ECLI:NL:CRVB:2016:1958
Centrale Raad van Beroep
- Tussenbeschikking
- Rechtspraak.nl
Tussenuitspraak inzake WIA-uitkering en arbeidsongeschiktheid na hersenletsel
In deze tussenuitspraak van de Centrale Raad van Beroep op 25 mei 2016, met zaaknummer 13/3375 WIA-T, wordt de weigering van het Uitvoeringsinstituut werknemersverzekeringen (Uwv) om appellante een WIA-uitkering toe te kennen, beoordeeld. Appellante, die in 2009 hersenletsel opliep, was eerder uitgevallen voor haar werk als administratief medewerkster. Het Uwv had vastgesteld dat zij per 29 maart 2012 minder dan 35% arbeidsongeschikt was, gebaseerd op een Functionele Mogelijkhedenlijst (FML) en rapporten van verzekeringsartsen. Appellante was het niet eens met deze beoordeling en stelde dat haar beperkingen onvoldoende waren erkend.
De Raad heeft een deskundige benoemd om de medische gegevens te beoordelen. Deze deskundige concludeerde dat er sprake was van cognitieve afwijkingen die tussen 2012 en 2015 waren toegenomen. De deskundige vond dat de FML van het Uwv niet overeenkwam met de werkelijke beperkingen van appellante. De Raad oordeelde dat het Uwv de mate van arbeidsongeschiktheid opnieuw moest vaststellen, in overeenstemming met de bevindingen van de deskundige. De Raad droeg het Uwv op om de gebreken in het besluit van 14 september 2012 te herstellen.

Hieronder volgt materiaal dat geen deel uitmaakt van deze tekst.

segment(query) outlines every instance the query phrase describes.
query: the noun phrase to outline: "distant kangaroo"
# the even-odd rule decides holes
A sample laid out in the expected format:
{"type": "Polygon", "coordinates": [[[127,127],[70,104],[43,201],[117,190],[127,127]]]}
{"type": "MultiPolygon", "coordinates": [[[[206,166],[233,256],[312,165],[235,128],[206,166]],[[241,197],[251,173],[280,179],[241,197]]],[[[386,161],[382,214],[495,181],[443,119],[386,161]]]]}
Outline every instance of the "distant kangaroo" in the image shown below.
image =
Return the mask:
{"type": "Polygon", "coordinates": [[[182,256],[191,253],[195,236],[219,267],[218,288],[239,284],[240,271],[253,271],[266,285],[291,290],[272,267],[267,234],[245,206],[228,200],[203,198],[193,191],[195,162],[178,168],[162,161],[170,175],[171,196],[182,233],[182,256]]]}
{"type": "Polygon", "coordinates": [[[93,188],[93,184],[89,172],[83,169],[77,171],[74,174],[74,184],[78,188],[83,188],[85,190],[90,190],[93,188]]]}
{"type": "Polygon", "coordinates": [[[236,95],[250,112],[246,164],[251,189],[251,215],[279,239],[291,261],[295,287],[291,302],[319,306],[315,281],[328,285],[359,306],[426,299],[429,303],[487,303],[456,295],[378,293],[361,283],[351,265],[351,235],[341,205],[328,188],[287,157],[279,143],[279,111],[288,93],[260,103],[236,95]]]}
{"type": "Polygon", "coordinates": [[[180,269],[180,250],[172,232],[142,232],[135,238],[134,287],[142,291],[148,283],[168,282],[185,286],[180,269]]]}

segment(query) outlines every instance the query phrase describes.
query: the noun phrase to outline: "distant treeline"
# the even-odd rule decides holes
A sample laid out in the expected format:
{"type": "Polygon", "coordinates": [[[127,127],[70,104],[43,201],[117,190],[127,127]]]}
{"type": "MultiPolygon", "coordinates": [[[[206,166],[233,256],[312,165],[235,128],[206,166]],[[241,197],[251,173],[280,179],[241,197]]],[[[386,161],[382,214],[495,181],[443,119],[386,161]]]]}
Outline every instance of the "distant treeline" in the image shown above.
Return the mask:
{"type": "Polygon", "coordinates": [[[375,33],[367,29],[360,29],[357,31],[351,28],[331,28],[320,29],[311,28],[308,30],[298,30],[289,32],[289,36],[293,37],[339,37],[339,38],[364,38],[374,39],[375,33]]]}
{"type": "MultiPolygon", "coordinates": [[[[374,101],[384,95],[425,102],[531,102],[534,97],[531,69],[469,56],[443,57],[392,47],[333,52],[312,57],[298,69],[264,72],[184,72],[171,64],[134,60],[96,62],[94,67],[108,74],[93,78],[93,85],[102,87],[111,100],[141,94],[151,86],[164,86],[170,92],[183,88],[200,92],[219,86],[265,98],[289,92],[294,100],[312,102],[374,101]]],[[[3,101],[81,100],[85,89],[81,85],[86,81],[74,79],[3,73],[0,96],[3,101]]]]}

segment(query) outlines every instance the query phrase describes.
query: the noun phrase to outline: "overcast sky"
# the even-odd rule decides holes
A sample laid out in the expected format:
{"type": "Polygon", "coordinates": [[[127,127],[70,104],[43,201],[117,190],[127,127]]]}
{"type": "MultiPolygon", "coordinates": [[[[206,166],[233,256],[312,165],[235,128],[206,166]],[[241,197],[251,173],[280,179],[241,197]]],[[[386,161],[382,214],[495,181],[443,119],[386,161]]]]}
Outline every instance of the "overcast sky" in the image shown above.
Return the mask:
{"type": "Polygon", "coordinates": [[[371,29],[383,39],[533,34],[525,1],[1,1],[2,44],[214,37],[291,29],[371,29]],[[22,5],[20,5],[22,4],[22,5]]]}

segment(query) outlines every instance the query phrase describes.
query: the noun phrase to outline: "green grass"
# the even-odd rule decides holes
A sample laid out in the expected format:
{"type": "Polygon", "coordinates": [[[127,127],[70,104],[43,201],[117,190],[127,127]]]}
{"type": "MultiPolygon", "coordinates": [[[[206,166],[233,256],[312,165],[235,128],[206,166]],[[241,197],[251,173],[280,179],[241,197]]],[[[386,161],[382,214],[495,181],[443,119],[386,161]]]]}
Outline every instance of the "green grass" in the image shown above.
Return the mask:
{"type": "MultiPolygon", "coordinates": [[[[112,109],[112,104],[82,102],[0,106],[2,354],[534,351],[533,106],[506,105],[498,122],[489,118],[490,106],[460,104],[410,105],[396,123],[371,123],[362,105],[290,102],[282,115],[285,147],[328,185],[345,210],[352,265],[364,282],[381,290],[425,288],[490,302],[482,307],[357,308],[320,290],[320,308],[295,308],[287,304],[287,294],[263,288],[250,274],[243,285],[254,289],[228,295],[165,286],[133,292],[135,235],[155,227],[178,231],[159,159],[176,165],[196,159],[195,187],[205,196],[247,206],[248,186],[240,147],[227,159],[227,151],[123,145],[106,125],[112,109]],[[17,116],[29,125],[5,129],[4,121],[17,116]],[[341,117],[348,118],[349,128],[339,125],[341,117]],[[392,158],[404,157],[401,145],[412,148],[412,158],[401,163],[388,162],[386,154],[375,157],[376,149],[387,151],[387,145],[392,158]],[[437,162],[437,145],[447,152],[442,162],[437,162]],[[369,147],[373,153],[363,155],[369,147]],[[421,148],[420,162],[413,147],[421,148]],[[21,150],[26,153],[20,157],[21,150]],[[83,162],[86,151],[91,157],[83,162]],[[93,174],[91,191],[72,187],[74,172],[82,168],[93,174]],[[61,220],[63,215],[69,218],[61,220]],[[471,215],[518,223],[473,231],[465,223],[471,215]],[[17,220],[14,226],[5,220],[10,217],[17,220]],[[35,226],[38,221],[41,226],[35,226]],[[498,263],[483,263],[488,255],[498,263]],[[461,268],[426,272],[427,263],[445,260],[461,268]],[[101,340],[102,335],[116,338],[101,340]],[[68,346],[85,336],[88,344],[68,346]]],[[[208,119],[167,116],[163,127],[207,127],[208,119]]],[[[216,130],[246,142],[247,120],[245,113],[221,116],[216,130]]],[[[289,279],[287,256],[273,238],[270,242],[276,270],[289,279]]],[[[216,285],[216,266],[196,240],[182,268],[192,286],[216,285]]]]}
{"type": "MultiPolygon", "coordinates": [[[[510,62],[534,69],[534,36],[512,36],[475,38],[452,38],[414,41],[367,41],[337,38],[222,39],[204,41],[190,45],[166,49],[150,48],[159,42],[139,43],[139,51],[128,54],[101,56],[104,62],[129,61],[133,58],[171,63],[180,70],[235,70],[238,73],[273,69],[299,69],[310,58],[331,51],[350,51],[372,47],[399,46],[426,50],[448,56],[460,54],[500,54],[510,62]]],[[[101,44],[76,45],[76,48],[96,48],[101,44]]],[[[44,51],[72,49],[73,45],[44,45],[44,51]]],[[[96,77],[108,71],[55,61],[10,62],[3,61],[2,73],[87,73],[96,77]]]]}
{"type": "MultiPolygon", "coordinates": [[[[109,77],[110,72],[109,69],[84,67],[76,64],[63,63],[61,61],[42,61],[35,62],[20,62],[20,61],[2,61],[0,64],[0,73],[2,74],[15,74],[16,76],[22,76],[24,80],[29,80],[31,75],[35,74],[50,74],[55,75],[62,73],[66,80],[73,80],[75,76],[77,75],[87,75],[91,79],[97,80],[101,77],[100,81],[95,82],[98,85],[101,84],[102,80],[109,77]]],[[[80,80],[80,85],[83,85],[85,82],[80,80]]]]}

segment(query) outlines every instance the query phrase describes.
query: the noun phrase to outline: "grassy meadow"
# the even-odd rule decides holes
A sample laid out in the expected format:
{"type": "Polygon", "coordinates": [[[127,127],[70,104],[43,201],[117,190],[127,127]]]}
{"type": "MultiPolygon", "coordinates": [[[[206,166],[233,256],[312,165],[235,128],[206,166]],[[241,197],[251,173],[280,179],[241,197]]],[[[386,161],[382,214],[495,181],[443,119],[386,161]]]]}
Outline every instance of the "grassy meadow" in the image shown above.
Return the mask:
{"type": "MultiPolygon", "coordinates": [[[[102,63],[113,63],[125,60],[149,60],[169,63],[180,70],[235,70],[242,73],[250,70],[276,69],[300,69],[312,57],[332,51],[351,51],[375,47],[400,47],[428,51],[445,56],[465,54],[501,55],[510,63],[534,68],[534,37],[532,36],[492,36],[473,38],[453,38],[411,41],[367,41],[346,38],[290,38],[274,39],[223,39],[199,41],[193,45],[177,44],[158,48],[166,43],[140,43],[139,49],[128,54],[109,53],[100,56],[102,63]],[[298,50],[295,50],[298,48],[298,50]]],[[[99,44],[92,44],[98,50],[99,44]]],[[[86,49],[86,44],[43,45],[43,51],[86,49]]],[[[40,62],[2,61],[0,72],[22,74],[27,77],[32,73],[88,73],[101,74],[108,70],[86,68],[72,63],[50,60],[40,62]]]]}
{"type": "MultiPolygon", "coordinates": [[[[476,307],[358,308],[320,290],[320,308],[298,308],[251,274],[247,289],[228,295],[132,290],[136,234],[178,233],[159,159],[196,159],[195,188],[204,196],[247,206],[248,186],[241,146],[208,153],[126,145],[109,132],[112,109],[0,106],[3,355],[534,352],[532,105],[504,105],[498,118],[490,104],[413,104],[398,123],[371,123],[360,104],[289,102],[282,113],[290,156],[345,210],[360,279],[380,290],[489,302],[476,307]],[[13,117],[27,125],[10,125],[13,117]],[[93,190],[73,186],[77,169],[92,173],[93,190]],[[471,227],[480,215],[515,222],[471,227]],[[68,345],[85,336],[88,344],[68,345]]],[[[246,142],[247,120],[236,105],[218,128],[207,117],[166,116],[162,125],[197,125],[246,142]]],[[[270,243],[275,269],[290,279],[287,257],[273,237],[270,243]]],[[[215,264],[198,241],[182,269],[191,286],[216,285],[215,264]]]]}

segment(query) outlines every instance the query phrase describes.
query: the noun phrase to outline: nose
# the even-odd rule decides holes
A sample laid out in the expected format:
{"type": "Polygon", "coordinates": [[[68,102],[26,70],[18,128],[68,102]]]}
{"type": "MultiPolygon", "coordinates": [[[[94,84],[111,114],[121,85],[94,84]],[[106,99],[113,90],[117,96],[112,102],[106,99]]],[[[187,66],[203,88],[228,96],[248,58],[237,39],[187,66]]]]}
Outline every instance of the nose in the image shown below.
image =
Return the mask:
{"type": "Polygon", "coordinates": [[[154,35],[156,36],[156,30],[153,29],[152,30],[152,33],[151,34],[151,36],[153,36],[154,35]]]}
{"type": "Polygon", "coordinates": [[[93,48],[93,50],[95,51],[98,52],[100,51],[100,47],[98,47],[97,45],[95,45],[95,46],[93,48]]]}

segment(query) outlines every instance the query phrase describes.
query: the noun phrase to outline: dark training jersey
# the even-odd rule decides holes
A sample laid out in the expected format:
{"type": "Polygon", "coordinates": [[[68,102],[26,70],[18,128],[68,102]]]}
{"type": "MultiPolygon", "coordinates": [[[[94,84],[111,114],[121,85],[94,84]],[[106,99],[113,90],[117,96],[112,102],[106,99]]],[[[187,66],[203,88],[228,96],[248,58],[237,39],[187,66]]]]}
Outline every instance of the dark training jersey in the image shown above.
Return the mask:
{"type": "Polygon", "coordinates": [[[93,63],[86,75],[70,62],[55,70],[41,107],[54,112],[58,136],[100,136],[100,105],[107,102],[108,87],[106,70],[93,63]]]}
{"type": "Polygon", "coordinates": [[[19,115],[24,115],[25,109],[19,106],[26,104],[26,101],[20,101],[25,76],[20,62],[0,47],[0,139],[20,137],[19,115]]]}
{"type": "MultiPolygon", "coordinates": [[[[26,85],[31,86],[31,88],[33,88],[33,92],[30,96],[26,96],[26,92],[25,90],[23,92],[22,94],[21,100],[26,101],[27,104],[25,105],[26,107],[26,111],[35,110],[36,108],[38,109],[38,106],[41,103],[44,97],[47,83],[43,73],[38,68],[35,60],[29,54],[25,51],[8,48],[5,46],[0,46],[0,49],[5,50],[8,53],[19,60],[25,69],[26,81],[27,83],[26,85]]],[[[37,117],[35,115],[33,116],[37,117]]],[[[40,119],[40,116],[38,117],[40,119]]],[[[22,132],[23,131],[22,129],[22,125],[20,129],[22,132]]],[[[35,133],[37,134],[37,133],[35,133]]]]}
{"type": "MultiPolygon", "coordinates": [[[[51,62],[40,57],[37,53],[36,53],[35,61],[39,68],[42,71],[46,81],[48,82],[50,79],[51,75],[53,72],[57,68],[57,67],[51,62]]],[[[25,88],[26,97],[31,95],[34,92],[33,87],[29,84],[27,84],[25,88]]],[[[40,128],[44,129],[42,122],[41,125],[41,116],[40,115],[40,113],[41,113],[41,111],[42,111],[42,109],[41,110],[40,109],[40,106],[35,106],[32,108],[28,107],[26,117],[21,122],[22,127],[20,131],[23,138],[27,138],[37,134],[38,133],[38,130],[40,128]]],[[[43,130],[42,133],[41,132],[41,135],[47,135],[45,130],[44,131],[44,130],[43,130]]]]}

De uitspraak benadrukt het belang van een zorgvuldige beoordeling van medische gegevens en de rol van deskundigen in het proces. De Raad kan het geschil nog niet definitief beslechten, omdat het Uwv de nieuwe beoordeling moet uitvoeren. De uitspraak is openbaar gedaan en ondertekend door de voorzitter en de griffier.